Le dernier chalet : Entrevue avec Yvon Rivard

Plus on est de fous, plus on lit, ICI Première.
Audio fil du jeudi 7 juin 2018

Le dernier chalet : Entrevue avec Yvon Rivard

Longue entrevue avec Yvon Rivard, l'homme qui est sorti du bois

 L'auteur Yvon Rivard sourit au micro.
L'auteur Yvon RivardPHOTO : Radio-Canada / Hamza Abouelouafaa
Plus on est de fous, plus on lit, ICI Première.
Plus on est de fous, plus on lit!Publié le 7 juin 2018

« Un romancier, c'est comme un chien : il se promène partout, il court, mais il ne voit rien. Le chat [analogie du poète], lui, ne bouge pas, mais il voit tout. » L'écrivain et professeur Yvon Rivard accorde une heure d'entrevue à Marie-Louise Arsenault et revient sur les grands pans de sa vie. L'auteur de L'ombre et le double parle de son enfance à traîner dans les bois, de son voyage initiatique en Inde, de sa passion pour les livres qu'il sacralise, et convainc d'être devenu ce sage félin.

Une enfance dans les bois
Yvon Rivard est né le 20 août 1945, quelques semaines après la fin de la Deuxième Guerre mondiale, dans un petit village de la Mauricie. Il en garde des souvenirs heureux et passionnants : « J’ai grandi dans un endroit qui est devenu mythique pour moi : la forêt », dit-il. Son père le déposait le matin au bord d’un lac et revenait le chercher le soir venu. Un moment fondateur : « Je suis devenu écrivain, car j’ai passé des heures à attendre que ça morde. C’est une belle métaphore pour un écrivain. »

Critique de sa génération
Yvon Rivard critique avec véhémence les baby-boomers : « J’ai un rapport un peu difficile avec ma génération, je pense qu’elle a été gâtée, bénie des dieux. Les grands combats ont été faits avant nous. Ceux qui ont faits la Révolution tranquille, ce n’est pas nous. […] On n’a pas rencontré de résistance, nos aînés nous ont préparé le terrain. […] Nous n’avons pas redonné ce que nous avons reçu. »

Professeur comblé
Yvon Rivard amorce ses études supérieures en littérature à l'Université McGill et les poursuit à la Sorbonne, puis à l'université d'Aix-en-Provence, où il décroche, en 1971, un doctorat en littérature française, car c’était « la mode d’aller en France à cette époque ». Il obtient un poste de professeur à l'Université du Vermont qu'il quitte après deux ans pour se consacrer à l’enseignement de la création littéraire à l'Université McGill.
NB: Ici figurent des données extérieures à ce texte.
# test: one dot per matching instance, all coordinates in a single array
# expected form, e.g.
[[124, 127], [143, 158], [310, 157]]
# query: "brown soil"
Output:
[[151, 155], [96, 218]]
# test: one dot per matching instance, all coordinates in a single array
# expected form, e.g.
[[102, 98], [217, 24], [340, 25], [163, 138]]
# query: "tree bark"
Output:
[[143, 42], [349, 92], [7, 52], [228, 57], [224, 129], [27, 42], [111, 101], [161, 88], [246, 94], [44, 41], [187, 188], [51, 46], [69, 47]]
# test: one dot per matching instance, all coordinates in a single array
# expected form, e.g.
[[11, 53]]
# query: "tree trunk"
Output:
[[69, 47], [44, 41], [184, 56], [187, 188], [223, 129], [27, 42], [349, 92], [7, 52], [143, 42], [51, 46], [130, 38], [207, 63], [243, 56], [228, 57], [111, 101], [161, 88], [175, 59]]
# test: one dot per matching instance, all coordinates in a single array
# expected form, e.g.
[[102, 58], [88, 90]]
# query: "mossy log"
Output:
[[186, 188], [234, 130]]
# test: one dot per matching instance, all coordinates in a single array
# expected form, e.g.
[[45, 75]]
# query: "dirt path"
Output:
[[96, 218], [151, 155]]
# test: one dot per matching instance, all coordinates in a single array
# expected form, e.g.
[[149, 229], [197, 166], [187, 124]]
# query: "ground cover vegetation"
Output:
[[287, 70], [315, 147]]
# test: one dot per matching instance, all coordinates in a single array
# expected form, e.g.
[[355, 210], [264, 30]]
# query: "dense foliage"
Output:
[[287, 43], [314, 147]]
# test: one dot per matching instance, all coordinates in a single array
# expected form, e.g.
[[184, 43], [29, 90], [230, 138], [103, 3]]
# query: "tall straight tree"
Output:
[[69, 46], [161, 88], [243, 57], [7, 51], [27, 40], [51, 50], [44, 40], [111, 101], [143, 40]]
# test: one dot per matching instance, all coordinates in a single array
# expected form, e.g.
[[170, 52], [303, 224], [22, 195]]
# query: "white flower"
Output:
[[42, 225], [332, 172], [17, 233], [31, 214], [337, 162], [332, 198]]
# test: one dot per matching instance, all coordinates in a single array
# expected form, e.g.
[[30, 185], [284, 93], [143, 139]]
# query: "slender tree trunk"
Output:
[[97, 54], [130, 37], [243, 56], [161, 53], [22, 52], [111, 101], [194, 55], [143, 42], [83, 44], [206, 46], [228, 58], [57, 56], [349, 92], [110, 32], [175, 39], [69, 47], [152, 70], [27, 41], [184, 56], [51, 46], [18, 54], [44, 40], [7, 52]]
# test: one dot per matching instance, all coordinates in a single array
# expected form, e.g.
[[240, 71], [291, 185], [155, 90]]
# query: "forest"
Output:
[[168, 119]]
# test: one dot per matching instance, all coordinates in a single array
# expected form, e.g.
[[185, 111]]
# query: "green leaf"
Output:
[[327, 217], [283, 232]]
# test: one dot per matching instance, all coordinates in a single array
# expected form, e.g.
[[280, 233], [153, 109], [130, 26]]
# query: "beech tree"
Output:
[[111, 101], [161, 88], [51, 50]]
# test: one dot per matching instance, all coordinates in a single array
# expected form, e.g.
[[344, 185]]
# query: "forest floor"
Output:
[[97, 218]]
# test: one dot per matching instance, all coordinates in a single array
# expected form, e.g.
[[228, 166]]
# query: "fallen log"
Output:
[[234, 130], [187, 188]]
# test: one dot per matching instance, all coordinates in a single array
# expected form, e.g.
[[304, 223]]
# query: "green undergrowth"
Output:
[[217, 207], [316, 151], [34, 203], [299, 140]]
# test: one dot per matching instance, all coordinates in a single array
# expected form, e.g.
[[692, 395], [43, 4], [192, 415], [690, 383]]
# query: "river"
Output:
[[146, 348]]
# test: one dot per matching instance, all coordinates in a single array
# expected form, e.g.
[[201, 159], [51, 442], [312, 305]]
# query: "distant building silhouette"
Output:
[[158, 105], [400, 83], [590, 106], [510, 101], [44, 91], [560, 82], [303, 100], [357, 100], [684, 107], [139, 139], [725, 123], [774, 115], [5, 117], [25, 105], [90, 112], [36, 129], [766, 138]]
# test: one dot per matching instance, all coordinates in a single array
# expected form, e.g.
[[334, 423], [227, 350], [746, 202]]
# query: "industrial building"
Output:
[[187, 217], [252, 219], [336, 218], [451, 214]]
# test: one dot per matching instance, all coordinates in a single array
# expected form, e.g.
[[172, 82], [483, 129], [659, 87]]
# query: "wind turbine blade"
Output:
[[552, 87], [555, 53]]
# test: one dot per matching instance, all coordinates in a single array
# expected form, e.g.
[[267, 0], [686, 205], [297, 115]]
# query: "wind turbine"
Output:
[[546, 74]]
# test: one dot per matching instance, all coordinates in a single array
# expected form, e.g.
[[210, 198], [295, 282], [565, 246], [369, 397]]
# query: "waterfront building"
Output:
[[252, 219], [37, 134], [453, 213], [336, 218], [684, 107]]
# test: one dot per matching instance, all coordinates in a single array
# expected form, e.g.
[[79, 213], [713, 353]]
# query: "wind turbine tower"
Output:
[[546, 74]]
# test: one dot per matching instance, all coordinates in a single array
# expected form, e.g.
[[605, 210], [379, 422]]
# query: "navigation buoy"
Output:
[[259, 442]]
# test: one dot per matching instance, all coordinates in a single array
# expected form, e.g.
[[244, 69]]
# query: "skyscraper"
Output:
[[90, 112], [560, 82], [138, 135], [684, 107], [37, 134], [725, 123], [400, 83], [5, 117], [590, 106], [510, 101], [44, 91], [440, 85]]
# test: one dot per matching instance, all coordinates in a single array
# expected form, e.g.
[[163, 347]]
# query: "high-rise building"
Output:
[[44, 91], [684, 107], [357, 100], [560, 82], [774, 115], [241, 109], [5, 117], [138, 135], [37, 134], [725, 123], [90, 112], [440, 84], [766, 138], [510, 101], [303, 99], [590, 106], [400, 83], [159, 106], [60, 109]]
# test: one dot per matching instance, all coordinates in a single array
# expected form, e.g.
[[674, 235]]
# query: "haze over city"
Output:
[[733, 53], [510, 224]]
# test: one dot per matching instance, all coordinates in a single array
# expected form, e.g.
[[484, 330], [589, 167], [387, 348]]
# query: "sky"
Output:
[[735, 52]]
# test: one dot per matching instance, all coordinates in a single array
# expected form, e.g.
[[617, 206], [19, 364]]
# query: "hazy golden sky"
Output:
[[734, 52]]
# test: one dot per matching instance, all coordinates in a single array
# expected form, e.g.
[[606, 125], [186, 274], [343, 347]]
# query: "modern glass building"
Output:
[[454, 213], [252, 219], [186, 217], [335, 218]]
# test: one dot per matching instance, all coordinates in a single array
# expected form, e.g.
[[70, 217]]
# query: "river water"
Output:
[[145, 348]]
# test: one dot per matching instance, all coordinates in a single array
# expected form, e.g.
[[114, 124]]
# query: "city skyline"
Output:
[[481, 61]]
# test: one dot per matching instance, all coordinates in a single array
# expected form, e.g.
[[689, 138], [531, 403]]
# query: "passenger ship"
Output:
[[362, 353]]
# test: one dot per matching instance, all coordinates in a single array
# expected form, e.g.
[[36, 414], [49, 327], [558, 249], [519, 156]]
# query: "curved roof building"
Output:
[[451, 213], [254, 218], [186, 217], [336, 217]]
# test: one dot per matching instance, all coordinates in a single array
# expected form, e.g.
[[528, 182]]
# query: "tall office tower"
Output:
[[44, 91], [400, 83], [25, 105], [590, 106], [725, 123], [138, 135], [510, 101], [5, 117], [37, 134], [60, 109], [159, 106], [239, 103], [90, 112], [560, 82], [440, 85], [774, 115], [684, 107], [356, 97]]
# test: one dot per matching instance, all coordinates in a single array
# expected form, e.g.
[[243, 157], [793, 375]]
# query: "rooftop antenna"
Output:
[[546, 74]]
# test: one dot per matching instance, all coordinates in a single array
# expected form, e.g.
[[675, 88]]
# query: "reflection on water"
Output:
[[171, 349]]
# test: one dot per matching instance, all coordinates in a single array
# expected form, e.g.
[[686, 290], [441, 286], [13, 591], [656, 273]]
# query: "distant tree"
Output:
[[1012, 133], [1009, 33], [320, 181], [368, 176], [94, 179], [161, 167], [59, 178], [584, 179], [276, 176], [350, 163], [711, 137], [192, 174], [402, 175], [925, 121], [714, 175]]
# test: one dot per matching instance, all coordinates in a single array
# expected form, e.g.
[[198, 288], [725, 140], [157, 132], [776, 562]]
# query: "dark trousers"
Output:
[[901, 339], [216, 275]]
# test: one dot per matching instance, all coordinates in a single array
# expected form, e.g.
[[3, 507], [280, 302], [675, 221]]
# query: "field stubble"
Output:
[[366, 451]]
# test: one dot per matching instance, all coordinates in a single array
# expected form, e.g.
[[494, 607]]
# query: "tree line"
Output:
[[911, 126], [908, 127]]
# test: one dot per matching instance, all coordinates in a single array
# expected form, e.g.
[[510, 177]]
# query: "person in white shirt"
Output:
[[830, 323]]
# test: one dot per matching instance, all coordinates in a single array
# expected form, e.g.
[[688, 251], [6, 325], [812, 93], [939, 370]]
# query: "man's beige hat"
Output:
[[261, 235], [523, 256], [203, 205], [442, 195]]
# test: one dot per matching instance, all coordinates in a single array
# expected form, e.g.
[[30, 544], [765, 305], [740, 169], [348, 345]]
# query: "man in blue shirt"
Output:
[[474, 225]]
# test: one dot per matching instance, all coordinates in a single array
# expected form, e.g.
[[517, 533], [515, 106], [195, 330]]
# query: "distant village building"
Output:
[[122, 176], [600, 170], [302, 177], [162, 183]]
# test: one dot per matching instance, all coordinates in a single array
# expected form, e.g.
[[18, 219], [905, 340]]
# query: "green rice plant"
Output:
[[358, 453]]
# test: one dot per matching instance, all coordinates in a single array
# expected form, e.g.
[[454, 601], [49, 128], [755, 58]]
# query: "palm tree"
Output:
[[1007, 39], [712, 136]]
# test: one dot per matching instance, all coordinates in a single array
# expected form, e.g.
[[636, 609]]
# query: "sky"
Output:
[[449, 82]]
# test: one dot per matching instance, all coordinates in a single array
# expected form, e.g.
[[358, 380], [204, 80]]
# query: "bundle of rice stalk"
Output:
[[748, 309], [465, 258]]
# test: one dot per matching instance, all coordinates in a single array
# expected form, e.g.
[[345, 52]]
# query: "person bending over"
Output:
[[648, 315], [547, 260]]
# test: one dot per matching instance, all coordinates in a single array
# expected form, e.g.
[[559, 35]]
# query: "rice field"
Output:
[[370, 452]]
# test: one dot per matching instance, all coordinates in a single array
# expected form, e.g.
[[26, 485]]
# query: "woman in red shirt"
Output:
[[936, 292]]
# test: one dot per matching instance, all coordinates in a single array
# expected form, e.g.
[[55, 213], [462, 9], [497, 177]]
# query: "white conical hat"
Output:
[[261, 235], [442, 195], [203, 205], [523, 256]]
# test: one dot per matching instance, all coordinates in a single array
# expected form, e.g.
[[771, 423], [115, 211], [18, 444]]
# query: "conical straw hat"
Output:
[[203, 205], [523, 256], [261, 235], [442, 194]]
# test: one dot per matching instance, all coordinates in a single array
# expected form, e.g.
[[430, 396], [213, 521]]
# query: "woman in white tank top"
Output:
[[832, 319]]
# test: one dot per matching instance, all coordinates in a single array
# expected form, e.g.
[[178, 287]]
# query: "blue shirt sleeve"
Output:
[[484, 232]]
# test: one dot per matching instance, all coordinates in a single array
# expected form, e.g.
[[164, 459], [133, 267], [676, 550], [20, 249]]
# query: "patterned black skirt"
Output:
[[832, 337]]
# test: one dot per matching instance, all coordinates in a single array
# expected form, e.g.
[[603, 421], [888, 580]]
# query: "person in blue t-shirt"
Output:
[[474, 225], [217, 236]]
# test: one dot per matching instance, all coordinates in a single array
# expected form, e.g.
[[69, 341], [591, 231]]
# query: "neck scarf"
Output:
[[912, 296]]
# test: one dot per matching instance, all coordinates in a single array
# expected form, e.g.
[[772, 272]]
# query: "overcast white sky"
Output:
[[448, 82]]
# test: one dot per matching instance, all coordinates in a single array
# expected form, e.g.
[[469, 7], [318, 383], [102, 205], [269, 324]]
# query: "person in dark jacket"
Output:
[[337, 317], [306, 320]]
« On pense que le professeur est celui qui transmet quelque chose, mais il est aussi celui qui reçoit quelque chose. Ça t’oblige continuellement à relire et à rester vivant. […] La présence des élèves te pousse constamment à recommencer le monde. »

— Une citation de  Yvon Rivard

Un voyage crucial
De son propre aveu, ses deux premiers romans, Mort et naissance de Christophe Ulric et L'ombre et le double, ont été écrits à l’aide de son imagination. Cette utilisation excessive du non-réel lui faisait perdre contact avec le réel. Il a eu l’idée d’aller en Inde pour vivre une expérience qui allait changer sa façon d’écrire. « En Inde, je vivais une autre forme d’expérience temporelle. J’étais hors du temps, j’étais dans un genre d’éternité. On n’a pas besoin d’inventer, car le réel dépasse tout ce que l’on peut imaginer », croit-il.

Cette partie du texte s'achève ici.